La police allemande a lancé contre Anis Amri, 24 ans, une chasse à l'homme à l'échelle européenne mercredi, près de deux jours après l'attentat qui a fait 12 morts et a été revendiqué par le groupe Etat islamique (EI).
Son portefeuille et ses papiers avaient pourtant été découverts dans le poids lourd qui a ravagé lundi soir un marché de Noël. Mais les policiers se sont focalisés toute la journée du mardi en priorité sur un suspect pakistanais, finalement mis hors de cause et libéré. "Ca a duré avant que la police criminelle ne se tourne vers Amri et le considère comme suspect", constate la Süddeutsche Zeitung.
Anis Amri était pourtant bien connu des policiers, du centre de lutte antiterroriste et du parquet. Pendant l'essentiel de l'année 2016, il avait été placé sous surveillance à Berlin car suspecté de préparer un cambriolage pour financer l'achat d'armes automatiques et un attentat. L'enquête a été abandonnée en septembre faute d'éléments probants.
Son expulsion a été bloquéeSa demande d'asile a par ailleurs aussi été rejetée mais son expulsion a été bloquée par son pays d'origine.

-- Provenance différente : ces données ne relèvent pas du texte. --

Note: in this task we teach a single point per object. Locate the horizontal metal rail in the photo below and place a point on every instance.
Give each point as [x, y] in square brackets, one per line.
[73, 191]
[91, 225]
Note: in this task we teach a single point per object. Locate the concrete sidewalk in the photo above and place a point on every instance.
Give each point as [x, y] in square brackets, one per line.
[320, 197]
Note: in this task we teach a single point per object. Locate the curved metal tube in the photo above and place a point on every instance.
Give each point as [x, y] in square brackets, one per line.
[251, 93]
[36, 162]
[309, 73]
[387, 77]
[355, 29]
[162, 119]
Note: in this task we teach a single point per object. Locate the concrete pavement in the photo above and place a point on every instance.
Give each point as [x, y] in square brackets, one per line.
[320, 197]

Malgré cette longue liste de suspicions établie aussi bien au niveau fédéral que dans les Etats-régions de Berlin et de Rhénanie du Nord-Westphalie (ouest), il a été laissé en liberté par manque de preuve.
La presse se demandait dès lors comment les policiers et les procureurs avaient pu rater autant de signaux d'alerte, l'individu ayant par ailleurs été lié des mois durant à la mouvance salafiste et à des prédicateurs de la guerre sainte bien connus.En novembre encore, il avait fait l'objet d'un signalement, avant de disparaître."Les autorités l'avaient dans le viseur et il a quand même réussi à disparaître", s'étonne le magazine Der Spiegel sur son site. Pour le journal local Darmstädter Echo, l'un des problèmes est la multiplication dans un Etat fédéral des échelons de pouvoir et des autorités.

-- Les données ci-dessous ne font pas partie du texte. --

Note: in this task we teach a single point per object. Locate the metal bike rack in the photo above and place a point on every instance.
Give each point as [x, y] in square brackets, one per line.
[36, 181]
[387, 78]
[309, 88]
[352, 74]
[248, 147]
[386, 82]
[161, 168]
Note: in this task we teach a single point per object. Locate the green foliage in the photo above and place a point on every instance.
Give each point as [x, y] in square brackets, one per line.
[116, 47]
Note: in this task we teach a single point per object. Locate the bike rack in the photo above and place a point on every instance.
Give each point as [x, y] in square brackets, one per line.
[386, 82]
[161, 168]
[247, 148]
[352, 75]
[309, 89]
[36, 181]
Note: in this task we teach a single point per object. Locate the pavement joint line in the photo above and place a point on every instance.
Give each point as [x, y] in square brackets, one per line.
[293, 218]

"Pourquoi une personne comme le suspect tunisien a pu jouer au chat et à la souris avec les autorités en charge de son expulsion?", demande le quotidien. "Car le fédéralisme, s'il n'est pas conscient de ses problèmes inhérents, représente un risque pour la sécurité", relève-t-il.

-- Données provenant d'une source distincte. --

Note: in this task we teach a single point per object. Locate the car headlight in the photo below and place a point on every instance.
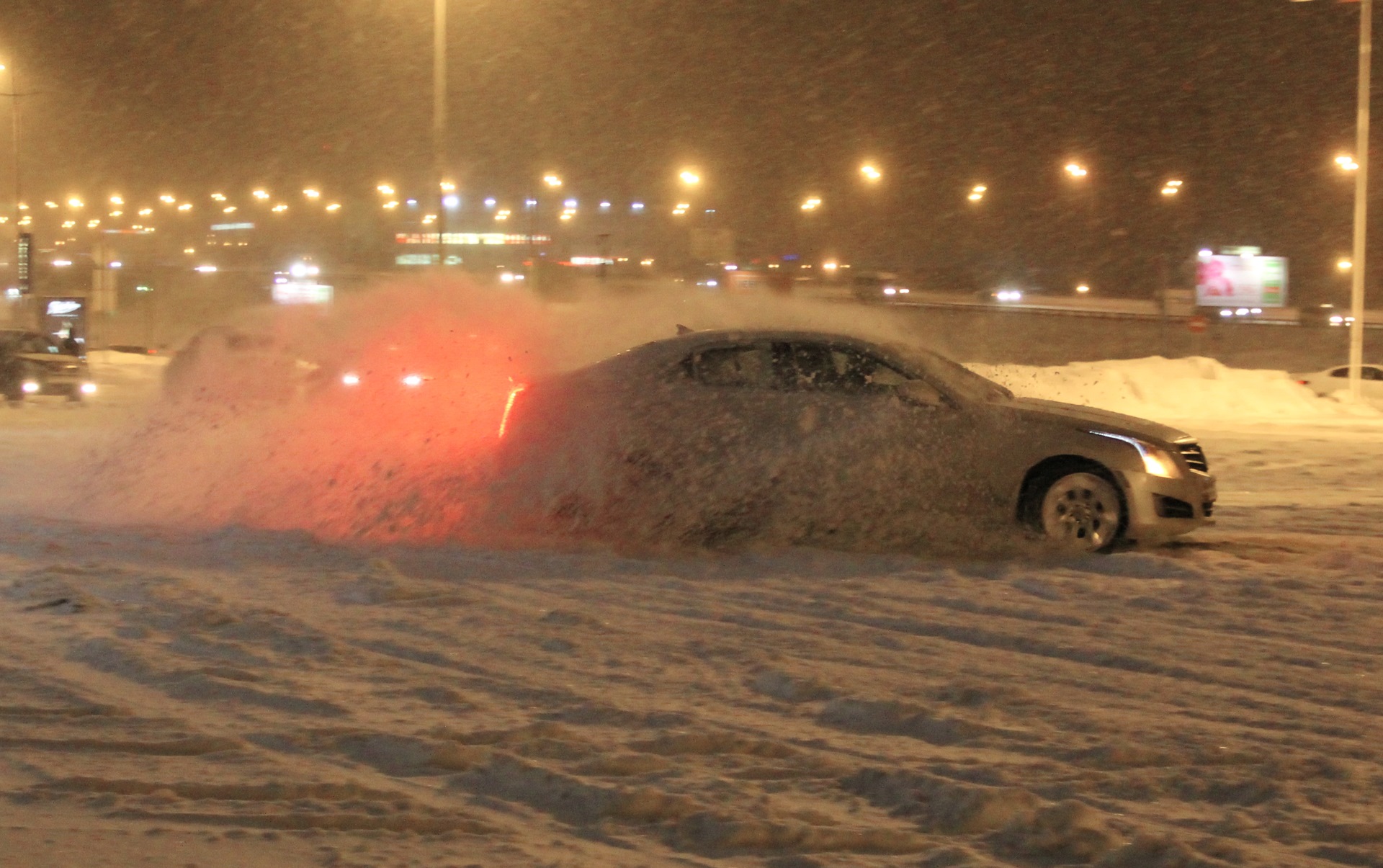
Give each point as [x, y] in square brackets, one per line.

Risque d'une dérive autoritaireHeribert Prantl, de la Süddeutsche Zeitung, relève lui aussi "que des erreurs ont été commises", "la surveillance (d'Anis Amri) n'était ni adaptée ni suffisante". Il souligne cependant qu'"un Etat de droit a le droit d'en commettre, autrement c'est le risque d'une dérive autoritaire à la manière de la Russie ou de la Turquie".
Toujours est-il que plus de deux jours après l'attaque au camion-bélier, la police semble n'avoir aucune idée du lieu où peut se cacher le suspect. Une récompense de 100.000 euros est même proposée.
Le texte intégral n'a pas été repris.